Segunda-feira, 22 de Outubro de 2007

Literatura Colonial Portuguesa

Capa de Inês Guerreiro (n. 1915).

 

Fernanda de Castro (1900-1994), África Raiz (1966).

Autora de inúmeros livros, no âmbito da literatura infantil, da poesia, do romance e do teatro, e ainda tradutora (traduziu o Diário, de Katherine Mansfield [1888-1923], e Cartas a um Poeta, de Rilke [1875-1926]), Fernanda de Castro tem tido a sua obra ignorada nas últimas décadas. Esquecimento a que não será alheia a marginalização da própria obra de seu marido, António Ferro (1895-1956). Factos certamente indissociáveis, pelos menos em parte, da imagem de ligação ao Estado Novo que o casal teve nas décadas de 1930 e 1940 e do entusiasmo que Ferro inicialmente manifestou pelo modelo fascista de Mussolini (1883-1945).

Diversos aspectos autobiográficos da vida da escritora, desde 1906 a 1987, encontram-se registados nas memórias intituladas Ao Fim da Memória, I (1986) e II (1988), uma reformulação do volume de memórias O Pequeno Eu, anunciado na década de 1960 e nunca publicado.

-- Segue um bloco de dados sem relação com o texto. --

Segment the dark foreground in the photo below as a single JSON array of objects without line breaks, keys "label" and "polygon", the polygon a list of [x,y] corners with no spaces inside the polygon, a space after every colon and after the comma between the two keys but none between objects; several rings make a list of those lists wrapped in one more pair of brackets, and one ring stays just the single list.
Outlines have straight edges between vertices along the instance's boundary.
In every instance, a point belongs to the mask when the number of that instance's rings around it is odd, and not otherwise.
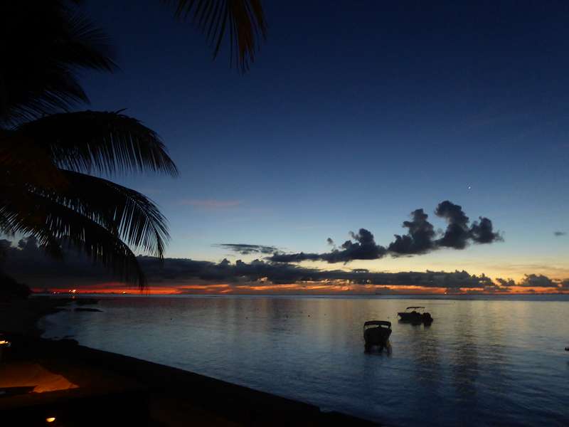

A actividade da escritora e as suas relações com  elementos do meio artístico e literário, nacional e internacional, encontrar-se-ão também documentadas naquela que se presume seja a sua volumosa correspondência, ainda inédita. Sabe-se que, entre outras personalidades, manteve longa correspondência com a poetisa brasileira Cecília Meireles (1901-1964).

 

Desenho de Eleutério Sanches (n. 1935) para África Raiz.

 

Fernanda de Castro raramente se debruçou sobre a temática africana até à publicação deste longo poema, que surge por  razões particulares. A dedicatória do livro desvenda parte dessas razões – "À terra de Bolama, em cujos braços repousa minha Mãe." Antes deste volume, havia publicado Mariazinha em África (1959), uma obra de literatura infantil, tendo publicado posteriormente Fim de Semana na Gorongosa (1973).

África Raíz é uma narrativa em verso de fragmentos da vida de várias personagens da Guiné, Fulas, Mancanhas, Manjacos, Papéis, que culmina com a morte de Joaquim Có. Mas, é acima de tudo, uma elegia a África – "Ventre de Continentes, / és mater e matriz. / Ásia é semente, Europa é flor, / outros serão essência ou tronco, / tu, África, és raiz."

 

Desenho de Eleutério Sanches (n. 1935) para África Raiz.